TSV 1860 München setzt auf rechtliche Schritte
Der TSV 1860 München steht vor einer entscheidenden Phase im Kampf um den Verbleib in der 3. Liga. Laut Berichten der "Bild" hat der Traditionsverein fristgerecht Beschwerde gegen den Entzug der Drittliga-Lizenz eingelegt. Damit haben die Löwen den letzten verfügbaren Rechtsweg beschritten, um ihre Chance auf die Teilnahme an der kommenden Saison zu wahren.
Einspruch beim DFB eingereicht
Der Einspruch wurde in der Nacht von Mittwoch auf Donnerstag beim Deutschen Fußball-Bund (DFB) eingereicht, kurz bevor die Frist am Donnerstag um 23:59 Uhr ablief. Nun liegt es am DFB-Bundesgericht, den Fall zu prüfen und eine mündliche Verhandlung anzusetzen. Im Mittelpunkt der Verhandlung steht die Frage, ob der von Investor Hasan Ismaik bereitgestellte Liquiditätsnachweis von rund 2,3 Millionen Euro, der bereits Anfang Juni auf einem deutschen Konto bereitgestanden haben soll, noch Berücksichtigung finden kann.

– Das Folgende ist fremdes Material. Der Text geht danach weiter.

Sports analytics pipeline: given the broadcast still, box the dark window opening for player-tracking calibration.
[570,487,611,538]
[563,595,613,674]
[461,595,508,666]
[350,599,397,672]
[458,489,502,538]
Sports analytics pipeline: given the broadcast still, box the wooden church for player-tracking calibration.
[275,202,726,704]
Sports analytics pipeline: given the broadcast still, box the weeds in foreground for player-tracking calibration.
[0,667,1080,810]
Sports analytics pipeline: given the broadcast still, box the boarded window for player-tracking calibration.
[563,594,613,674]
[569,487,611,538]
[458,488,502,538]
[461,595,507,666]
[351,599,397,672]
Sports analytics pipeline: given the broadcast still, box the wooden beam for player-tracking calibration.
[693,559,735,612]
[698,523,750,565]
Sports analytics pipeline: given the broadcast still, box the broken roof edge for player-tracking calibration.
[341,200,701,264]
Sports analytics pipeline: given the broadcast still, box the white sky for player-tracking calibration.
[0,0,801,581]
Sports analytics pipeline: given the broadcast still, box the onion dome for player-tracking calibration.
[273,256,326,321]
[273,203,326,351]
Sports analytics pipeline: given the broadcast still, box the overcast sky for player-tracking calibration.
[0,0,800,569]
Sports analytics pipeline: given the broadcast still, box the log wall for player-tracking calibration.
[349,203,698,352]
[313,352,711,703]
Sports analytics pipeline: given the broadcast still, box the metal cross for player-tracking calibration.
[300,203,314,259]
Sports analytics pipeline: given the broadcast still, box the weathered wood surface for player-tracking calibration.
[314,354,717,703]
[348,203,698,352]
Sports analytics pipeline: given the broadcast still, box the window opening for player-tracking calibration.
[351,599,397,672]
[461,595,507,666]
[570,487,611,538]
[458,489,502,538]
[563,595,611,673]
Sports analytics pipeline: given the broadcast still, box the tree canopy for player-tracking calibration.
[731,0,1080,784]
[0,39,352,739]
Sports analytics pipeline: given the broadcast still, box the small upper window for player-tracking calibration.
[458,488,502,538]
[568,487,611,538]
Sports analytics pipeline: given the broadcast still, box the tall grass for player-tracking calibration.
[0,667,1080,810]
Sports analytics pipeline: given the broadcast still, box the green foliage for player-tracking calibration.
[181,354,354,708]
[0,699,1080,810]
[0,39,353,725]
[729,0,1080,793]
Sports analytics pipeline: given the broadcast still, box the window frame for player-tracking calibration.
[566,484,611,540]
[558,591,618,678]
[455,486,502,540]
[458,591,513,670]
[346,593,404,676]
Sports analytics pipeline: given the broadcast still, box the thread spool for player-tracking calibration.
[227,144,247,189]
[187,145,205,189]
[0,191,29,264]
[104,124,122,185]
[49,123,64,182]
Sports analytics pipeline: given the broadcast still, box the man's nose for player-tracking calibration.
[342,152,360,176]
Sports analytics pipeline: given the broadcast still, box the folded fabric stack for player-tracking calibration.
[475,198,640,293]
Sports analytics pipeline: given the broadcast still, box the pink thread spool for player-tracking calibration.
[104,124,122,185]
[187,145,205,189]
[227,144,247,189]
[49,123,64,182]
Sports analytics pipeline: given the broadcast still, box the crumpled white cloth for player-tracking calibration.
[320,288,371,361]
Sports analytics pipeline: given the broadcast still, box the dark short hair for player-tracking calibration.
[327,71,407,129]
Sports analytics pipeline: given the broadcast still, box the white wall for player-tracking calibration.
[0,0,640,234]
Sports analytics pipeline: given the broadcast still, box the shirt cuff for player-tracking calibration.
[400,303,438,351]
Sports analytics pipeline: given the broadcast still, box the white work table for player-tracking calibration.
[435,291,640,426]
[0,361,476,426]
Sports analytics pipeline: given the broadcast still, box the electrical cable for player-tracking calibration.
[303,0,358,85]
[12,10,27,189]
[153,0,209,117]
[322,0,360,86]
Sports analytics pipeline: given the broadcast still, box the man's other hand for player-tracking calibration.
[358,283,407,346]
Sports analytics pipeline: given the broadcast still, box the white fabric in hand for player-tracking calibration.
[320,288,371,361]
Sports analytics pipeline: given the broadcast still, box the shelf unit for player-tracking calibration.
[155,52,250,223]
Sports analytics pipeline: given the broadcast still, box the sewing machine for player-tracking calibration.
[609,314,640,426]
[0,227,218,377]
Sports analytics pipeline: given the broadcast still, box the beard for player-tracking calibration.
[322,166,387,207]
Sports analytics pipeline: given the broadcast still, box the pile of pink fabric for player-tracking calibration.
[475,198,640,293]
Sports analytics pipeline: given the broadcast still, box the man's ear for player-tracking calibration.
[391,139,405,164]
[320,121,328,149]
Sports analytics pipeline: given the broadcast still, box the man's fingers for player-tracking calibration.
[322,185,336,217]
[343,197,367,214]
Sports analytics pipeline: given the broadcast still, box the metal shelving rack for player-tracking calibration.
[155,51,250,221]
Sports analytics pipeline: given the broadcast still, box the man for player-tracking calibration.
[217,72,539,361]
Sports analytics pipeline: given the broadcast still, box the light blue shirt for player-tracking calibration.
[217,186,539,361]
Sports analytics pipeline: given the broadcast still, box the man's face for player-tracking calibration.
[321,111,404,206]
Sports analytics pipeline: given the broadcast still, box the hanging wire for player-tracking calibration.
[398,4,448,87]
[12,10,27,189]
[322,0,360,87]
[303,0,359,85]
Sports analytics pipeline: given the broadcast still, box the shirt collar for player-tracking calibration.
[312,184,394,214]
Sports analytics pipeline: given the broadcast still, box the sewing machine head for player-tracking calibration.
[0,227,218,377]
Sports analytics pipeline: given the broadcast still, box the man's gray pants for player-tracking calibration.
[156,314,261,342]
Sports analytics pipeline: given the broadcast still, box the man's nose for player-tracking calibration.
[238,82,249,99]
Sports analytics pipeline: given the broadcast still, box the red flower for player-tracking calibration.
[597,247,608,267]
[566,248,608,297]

Geringe Erfolgsaussichten für die Beschwerde
Die Erfolgsaussichten für den Einspruch scheinen jedoch gering. Der DFB hatte die Lizenz verweigert, da der erforderliche Liquiditätsnachweis nicht fristgerecht vorgelegt wurde. Die Tatsache, dass die Mittel laut Investor bereits verfügbar waren, dürfte nicht entscheidend sein. Die Fristenregelung des Verbands hat vor allem Vorrang, was auch die möglichen weiteren juristischen Instanzen betreffen könnte.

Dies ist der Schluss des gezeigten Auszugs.